La cosa bella è che dopo avere assistito è toccato a noi giocare, bendati, contro il team nazionale. Dopo alcuni minuti, utili per prendere confidenza con la propria posizione in campo, il match si è fatto subito avvincente e combattuto. La palla ha una taglia numero 7, come quella da basket, non è semplice da scagliare a mano ed è fatta dello stesso cuoio duro; questo l’ho capito perché in una delle parate è stato il mio naso a fermare la palla, Inoltre dopo una parata non è semplice ritornare alla posizione di partenza e ritrovare, al tatto, i nastri sul pavimento. Un paio di volte ho urtato malamente i pali della porta e forse anche lanciato violentemente la palla sul pubblico.
Finito il match e tolta la benda, ritornato alla mia normalità, non ho potuto non riflettere sul fatto che per questi ragazzi il gioco non finisce con il fischio dell’arbitro, ma continua per tutta la vita. I loro sorrisi, come anche la loro voglia di dimostrare le loro capacità, mi hanno riempito di una gioia unica e grande senso di gratitudine. In questo caso lo sport è stato una vera e propria arena di interazione sociale e di condivisione, un luogo di inclusione e di apprendimento reciproco.

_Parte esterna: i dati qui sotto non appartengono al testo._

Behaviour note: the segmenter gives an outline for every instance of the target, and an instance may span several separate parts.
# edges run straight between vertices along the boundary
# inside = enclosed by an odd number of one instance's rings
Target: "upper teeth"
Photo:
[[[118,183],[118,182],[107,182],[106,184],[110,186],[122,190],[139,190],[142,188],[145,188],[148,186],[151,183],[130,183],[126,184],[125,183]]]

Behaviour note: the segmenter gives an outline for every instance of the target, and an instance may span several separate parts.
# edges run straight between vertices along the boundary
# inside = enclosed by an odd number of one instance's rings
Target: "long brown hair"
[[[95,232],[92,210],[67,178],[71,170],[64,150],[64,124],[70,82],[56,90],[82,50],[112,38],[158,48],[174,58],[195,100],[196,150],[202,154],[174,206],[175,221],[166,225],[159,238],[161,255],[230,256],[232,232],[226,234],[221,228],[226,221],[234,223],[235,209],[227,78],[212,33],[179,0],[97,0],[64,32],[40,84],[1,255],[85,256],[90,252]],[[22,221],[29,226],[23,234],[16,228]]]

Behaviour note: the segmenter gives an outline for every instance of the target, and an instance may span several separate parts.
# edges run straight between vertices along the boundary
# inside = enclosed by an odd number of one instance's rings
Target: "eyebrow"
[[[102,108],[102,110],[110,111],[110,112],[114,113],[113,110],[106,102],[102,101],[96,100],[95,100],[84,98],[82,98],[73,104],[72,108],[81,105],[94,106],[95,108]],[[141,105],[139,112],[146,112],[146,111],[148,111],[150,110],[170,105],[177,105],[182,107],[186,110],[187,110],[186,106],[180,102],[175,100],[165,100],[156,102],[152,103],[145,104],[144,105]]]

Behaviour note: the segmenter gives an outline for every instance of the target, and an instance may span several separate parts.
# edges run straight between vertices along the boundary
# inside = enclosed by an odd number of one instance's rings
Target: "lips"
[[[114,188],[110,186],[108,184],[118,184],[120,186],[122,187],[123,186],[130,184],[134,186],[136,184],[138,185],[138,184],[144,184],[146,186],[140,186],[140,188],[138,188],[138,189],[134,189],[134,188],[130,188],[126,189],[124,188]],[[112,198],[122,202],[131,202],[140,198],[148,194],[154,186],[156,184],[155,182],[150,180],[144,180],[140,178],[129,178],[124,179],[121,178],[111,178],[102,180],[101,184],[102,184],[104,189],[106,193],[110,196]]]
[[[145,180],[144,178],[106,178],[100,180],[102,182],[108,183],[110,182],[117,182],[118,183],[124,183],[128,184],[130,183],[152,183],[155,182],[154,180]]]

In Italia, a Palermo, sono tornato con maggiore consapevolezza. Grazie a questa esperienza ho capito, ancor più di prima, quanto sia importante supportare queste realtà e la formazione di tutti coloro che operano a contatto con soggetti giovani con disabilità, durante quello che per loro è un lungo e delicato processo di crescita. Per concludere non posso non parlare della ciliegina sulla torta di questo viaggio, ovvero della città che ci ha ospitato: Sarajevo. Questa capitale, che conta meno di trecentomila abitanti, è una piccola perla di multiculturalità e di integrazione religiosa, immersa in uno splendido contesto naturale e dalla mentalità dinamica e conservativa allo stesso tempo, forse a tratti ancora troppo vicina all’ultima guerra ed al periodo del suo assedio, terminato solo nel ’96. Le organizzazioni hanno anche curato il nostro tempo libero affinché potessimo scoprirne i tratti più belli, ed io, accolto dai miei nuovi amici di questa esperienza e circondato da quelle bellissime montagne, ho percepito proprio quel senso di appartenenza che sento quando osservo Palermo dall’alto. Mi sono sentito a casa.